Related to this, do not learn romaji as a way of writing characters.

\- I agree, do not avoid learning kanji. Always learn kanji with vocabulary. I
don't recommend Heisig's book if you're taking the long, methodical approach I
mentioned earlier. It includes a lot of mnemonics that I don't think actually
contribute to the actual kanji's reading. Plus, if you _do_ go through the
entire series, then you'll still be behind in your kanji learning. There are a
lot of words that you still don't know the meaning to! For example, 八百屋 and 海老
don't mean 800 shops and ocean's old. They mean produce market and shrimp
respectively. My recommendation is to learn vocabulary and the kanji readings
for that vocabulary.

\- I don't read manga, personally, but another way to learn conversational
Japanese is by watching television shows and mimicking them! (On the other
hand, I don't recommend mimicking anime.) If you like manga, then go for it!
Just go for your favourite entertainment medium. If you're learning
conversational Japanese, then try to find a serious language partner. Find
someone who is a native Japanese speaker trying to learn your native language.
Allocate 1 hour or a half hour to go over Japanese and another equal block of
time in your native language. Native English speakers will have the easiest
time searching for a language partner but don't give up if your native
language isn't English.

\- Textbooks are good for certain circumstances. I believe textbooks are good
for the long, slow methodical approach. It keeps you focused and gives you
goals to work towards. If you don't like textbooks, then pick up a non-fiction
book and try reading! It'll force you to pause, give thought to the meaning of
the sentence and look up words/grammar. The non-fiction book method will
probably take longer than a textbook though, especially if you're just
starting out. Fiction books will be extremely difficult because they will
sometimes make up words that won't appear in dictionaries.

\- I actually prefer large lists of vocabulary.
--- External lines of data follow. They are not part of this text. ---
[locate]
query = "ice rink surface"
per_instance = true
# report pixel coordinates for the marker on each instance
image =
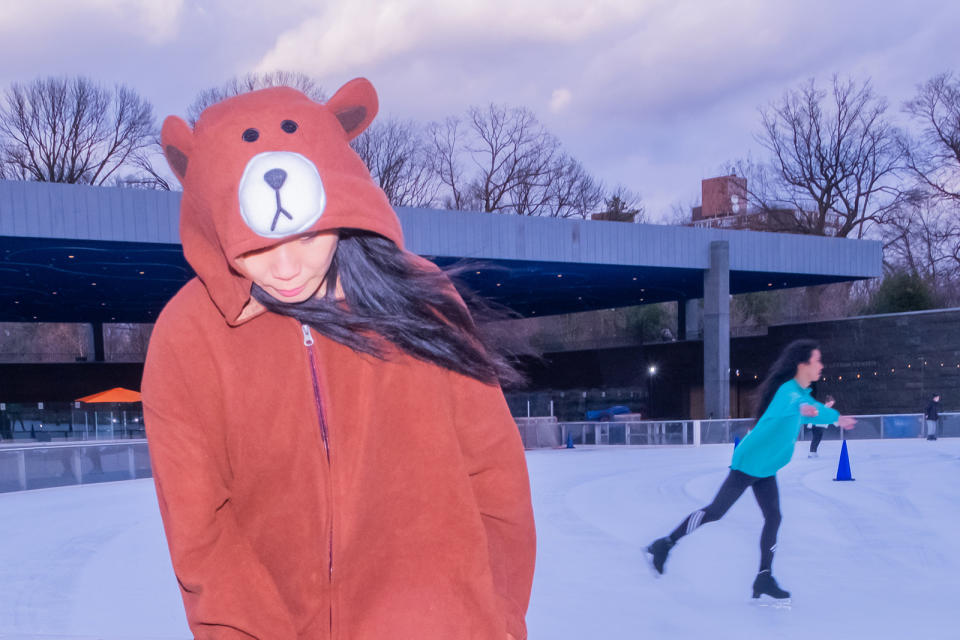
(871, 559)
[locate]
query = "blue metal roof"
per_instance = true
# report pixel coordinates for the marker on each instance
(86, 254)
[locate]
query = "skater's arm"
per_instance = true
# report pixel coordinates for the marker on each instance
(493, 451)
(227, 592)
(817, 413)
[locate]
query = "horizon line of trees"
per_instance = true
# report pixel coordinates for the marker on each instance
(834, 158)
(495, 159)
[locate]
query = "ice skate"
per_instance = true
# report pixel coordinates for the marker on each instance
(766, 585)
(657, 553)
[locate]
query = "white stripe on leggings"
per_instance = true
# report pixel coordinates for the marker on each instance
(694, 521)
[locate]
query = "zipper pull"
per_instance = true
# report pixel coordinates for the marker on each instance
(307, 336)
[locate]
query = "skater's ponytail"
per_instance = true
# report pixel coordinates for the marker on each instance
(797, 352)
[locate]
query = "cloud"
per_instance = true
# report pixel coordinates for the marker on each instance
(560, 99)
(155, 22)
(367, 33)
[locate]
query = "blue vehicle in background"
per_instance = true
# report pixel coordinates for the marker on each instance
(606, 415)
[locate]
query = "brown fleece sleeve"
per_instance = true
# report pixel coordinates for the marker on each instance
(227, 592)
(494, 455)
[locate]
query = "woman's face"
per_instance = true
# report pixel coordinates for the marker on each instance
(810, 370)
(292, 271)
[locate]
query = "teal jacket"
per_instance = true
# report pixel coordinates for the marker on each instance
(769, 445)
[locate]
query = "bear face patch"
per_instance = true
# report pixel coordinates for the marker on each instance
(281, 194)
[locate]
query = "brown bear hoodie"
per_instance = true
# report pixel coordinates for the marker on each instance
(308, 491)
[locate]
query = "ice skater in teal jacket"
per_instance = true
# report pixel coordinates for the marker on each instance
(784, 397)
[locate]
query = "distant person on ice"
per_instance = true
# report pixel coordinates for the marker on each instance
(332, 452)
(932, 415)
(784, 396)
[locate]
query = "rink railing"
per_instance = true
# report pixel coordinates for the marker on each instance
(56, 464)
(545, 432)
(40, 466)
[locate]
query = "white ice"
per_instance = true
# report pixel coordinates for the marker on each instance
(874, 558)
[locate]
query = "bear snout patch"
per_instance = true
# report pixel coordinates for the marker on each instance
(281, 194)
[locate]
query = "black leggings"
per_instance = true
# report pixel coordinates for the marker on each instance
(816, 437)
(768, 497)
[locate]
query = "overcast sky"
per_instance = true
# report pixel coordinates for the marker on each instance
(655, 95)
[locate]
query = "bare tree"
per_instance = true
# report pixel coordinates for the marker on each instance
(398, 157)
(72, 130)
(511, 152)
(252, 82)
(571, 191)
(447, 162)
(502, 160)
(623, 205)
(934, 158)
(923, 238)
(834, 159)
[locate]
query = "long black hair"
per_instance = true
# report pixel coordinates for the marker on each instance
(389, 296)
(796, 353)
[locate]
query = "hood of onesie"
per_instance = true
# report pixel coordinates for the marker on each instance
(262, 167)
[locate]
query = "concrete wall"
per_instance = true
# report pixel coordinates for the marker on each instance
(43, 342)
(898, 358)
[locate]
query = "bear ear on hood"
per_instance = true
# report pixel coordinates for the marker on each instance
(355, 104)
(177, 139)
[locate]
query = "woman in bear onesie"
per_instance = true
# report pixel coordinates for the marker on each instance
(333, 455)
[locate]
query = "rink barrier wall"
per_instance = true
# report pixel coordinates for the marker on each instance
(28, 465)
(546, 434)
(41, 466)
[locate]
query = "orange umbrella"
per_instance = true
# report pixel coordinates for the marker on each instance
(117, 394)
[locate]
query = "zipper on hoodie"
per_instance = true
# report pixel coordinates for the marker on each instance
(318, 403)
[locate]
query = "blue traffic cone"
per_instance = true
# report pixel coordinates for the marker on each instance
(843, 469)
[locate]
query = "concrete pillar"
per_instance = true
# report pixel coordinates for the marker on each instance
(690, 317)
(98, 351)
(716, 332)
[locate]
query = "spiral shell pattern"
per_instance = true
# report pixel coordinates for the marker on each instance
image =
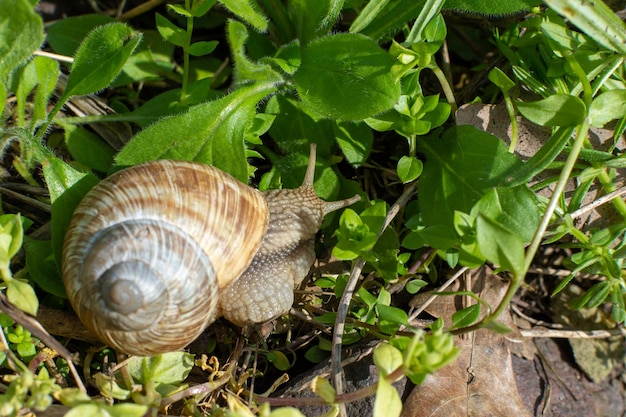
(149, 248)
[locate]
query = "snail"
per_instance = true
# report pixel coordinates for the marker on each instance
(155, 253)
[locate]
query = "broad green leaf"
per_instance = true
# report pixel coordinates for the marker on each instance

I get the greatest benefit
from lists of nouns since I pick those up the fastest. As the original
commenter pointed out, this is definitely not for everyone. Reading books or
manga will give a more entertaining method for learning new words. It'll even
give you the more nuanced meaning of words. The right and wrong places to use
them, etc. Check out the Tatoeba[2] project as well for example sentences
using the words you're learning.

For any language you're learning, try to use the language as you're learning
it. Try to come up with new sentences based on what you've learned. Try to
talk to people using the new verbs you learned. Try using Lang-8[3] for
writing.

Japanese is really difficult because although I've been studying it for a year
and a half now, I still don't feel like I'm 'fluent'. I can give you examples
of things that I've been able to achieve using Japanese but I definitely
wouldn't call myself fluent. Using the CEFR, I would probably put myself
between B1 and B2 for certain circumstances and maybe between A2 and B1 for
other circumstances. Learning Japanese will take time, don't give up.

[1] [http://www.imabi.net/](http://www.imabi.net/)

[2] [http://tatoeba.org/](http://tatoeba.org/)

[3] [http://lang-8.com/](http://lang-8.com/)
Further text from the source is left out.